An American Family History

by William R. Polk

Pub Date: Jan. 18th, 2000
ISBN: 0-385-49150-6
Publisher: Doubleday

A distinguished historian’s fascinating WASP roots narrative that excels as family saga, revisionist American history, and inquiry into what we can possibly know about the past. In addition to sharing a family tree with the US President James K., famed journalist George, Wilson era diplomat Frank, and WWII General James, the author’s relatives have taken bows on every stage of American history, and can be traced all the way back to the 15th-century lowland Scotsman John Maxwell de Pollok, whose holdings included a small pond (—pollok— in Gaelic) south of Glasgow.

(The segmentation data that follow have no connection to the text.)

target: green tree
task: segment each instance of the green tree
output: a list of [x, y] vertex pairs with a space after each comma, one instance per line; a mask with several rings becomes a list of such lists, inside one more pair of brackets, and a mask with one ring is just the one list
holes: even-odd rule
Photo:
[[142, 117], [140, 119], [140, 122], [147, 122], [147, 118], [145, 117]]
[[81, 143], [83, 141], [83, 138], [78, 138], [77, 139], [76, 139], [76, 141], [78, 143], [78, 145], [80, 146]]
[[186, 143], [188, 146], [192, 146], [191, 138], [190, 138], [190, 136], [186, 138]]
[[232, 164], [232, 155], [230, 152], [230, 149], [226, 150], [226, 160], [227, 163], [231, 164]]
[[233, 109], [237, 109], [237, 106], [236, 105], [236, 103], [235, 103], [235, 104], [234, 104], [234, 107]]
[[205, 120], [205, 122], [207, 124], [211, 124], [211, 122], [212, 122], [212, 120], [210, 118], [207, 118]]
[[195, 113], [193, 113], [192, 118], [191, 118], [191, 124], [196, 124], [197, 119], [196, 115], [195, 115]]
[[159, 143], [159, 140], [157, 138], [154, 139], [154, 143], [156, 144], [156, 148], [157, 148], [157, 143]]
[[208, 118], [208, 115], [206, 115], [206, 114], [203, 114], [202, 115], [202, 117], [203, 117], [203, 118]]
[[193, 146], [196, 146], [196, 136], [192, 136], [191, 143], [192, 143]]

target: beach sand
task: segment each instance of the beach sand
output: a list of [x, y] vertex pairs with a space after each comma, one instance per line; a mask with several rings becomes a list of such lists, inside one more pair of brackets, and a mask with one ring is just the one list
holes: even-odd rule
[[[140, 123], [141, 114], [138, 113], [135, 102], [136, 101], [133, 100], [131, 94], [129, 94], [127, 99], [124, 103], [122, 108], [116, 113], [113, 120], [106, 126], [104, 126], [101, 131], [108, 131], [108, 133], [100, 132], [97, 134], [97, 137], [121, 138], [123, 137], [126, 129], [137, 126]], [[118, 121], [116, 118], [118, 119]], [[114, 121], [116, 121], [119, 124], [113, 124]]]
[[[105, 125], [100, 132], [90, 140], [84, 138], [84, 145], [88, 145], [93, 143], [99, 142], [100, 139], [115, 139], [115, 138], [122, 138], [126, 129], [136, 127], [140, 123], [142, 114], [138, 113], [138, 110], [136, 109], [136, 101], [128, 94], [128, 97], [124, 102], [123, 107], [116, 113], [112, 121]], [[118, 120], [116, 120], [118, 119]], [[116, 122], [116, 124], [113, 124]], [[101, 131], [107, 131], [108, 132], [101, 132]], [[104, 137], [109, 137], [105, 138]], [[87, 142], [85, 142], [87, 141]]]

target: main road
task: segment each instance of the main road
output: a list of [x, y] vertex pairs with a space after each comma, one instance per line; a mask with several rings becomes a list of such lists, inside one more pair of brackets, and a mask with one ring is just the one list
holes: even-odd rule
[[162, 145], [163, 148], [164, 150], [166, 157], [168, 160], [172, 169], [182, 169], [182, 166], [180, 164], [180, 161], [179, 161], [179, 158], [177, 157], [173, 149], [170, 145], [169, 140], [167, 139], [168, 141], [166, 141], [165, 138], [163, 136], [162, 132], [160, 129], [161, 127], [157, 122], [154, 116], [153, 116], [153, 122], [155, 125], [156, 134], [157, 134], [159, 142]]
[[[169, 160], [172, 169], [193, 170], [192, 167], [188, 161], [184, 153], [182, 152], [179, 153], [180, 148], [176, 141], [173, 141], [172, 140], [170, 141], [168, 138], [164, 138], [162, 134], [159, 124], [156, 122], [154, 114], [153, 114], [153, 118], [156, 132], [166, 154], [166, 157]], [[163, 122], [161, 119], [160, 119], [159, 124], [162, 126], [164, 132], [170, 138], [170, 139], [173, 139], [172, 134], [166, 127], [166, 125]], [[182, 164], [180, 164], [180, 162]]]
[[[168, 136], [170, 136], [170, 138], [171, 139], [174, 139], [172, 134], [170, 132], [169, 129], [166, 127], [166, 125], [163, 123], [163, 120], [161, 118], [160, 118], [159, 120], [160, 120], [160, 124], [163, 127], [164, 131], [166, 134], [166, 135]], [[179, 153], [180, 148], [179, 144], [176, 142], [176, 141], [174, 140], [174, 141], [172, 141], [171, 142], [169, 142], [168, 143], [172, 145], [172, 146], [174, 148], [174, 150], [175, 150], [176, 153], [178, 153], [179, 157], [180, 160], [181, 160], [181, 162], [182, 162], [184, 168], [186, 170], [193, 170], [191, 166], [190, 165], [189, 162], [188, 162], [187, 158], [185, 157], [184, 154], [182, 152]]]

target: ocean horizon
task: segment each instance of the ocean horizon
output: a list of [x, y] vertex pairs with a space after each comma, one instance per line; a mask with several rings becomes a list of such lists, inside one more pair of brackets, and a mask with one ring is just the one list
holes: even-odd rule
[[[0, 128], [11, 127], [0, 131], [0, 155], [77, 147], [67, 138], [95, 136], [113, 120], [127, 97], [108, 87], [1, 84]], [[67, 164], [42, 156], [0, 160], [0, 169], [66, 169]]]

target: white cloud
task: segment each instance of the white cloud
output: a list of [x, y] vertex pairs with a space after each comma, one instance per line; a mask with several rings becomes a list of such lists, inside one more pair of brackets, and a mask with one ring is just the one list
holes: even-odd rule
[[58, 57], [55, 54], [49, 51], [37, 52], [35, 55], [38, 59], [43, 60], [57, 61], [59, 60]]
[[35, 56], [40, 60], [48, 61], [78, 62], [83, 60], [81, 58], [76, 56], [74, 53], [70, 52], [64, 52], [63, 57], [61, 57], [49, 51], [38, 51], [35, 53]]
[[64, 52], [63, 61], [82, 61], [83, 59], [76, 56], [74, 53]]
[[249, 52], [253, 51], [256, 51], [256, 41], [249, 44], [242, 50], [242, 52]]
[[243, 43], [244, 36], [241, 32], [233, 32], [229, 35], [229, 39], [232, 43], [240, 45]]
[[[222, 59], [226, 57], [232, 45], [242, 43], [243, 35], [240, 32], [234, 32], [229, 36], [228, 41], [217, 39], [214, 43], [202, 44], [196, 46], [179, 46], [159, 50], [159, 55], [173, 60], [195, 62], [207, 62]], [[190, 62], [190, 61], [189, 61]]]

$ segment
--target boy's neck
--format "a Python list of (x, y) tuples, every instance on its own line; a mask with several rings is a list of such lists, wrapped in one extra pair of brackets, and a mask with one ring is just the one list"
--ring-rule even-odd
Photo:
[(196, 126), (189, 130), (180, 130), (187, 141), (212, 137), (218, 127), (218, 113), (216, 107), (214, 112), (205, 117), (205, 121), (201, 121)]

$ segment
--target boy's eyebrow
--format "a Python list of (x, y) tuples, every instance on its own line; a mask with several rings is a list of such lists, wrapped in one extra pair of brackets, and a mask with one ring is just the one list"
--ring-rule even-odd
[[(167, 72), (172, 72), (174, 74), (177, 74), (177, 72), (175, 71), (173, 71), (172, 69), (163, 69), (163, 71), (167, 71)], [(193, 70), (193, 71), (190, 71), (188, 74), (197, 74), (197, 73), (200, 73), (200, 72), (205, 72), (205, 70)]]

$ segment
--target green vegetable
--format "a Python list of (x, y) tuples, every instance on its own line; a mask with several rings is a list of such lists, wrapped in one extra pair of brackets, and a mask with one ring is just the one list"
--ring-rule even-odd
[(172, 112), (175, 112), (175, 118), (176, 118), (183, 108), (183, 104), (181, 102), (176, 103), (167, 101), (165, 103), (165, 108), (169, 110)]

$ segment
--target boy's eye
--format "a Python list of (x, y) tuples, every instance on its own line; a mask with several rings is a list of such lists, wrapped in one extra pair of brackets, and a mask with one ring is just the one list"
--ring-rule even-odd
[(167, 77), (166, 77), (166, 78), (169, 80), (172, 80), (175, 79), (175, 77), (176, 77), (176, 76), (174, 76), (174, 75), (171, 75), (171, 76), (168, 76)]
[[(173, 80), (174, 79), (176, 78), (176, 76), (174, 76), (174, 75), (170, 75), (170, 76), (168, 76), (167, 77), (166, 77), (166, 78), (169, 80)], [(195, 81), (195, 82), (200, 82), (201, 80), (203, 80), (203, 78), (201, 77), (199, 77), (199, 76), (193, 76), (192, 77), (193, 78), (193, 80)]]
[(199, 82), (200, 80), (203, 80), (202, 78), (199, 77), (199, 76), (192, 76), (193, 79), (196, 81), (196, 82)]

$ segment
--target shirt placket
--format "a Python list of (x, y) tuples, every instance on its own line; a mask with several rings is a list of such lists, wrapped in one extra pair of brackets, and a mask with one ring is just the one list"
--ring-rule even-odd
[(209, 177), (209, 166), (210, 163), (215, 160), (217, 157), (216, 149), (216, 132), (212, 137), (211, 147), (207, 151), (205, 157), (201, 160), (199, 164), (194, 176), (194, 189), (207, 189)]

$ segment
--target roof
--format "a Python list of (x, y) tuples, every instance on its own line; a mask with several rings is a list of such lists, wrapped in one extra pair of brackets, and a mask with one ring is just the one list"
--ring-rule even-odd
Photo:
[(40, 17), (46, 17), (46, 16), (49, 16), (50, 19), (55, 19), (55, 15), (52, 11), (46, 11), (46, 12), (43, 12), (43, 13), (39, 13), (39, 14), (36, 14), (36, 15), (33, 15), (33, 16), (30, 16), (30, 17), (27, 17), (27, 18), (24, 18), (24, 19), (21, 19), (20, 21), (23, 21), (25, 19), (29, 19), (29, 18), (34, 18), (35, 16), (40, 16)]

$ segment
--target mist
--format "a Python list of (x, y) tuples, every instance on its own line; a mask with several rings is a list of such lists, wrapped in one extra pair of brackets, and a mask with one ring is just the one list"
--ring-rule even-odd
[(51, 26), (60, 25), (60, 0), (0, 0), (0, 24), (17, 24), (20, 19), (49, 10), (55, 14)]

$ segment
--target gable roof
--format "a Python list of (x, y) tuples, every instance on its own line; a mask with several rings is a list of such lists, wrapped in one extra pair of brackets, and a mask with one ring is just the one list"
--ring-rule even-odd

Instead of wallowing in his ancestors’ triumphs, Polk (History/University of Chicago; Passing Brave, 1973, etc.) considers the sparse, misleading, and frequently apocryphal evidence that remains, and then works such evidence into the larger American scene. When documentation fails to disclose much about the 17th-century immigration of Protestant Scottish mercenary Robert Pollock to Lord Baltimore’s Catholic New World land grant colony on the Chesapeake Bay, Polk goes for the fun facts, offering miniature monographs on Indian relations (which were very good, at first), the inadequacies of the Scottish axe, the curious lack of dinner forks, and the grim hardships attending a failed tobacco plantation that—now a wildlife refuge—justly earned the sobriquet Polk’s Folly. We hear of inglorious Indian trader relatives, and nasty colonists who nearly doomed Washington’s Continental Army (with which Polk family members wintered at Valley Forge) with bad provisions, desertions, and betrayals to the British. Gathering momentum in discussing the 19th-century perils of James, a Union calvary officer imprisoned during the Civil War who later gunned down one of Judge Roy Bean’s corrupt cohorts, the chronicle soars into the 20th century with gripping accounts of the notorious Zimmerman telegram and Patton’s tank battles, concluding with the murder of journalist James. Brilliant historical narrative that celebrates, in family members and the nation as a whole, an abundance of heroism, tragedy, guts, and glory.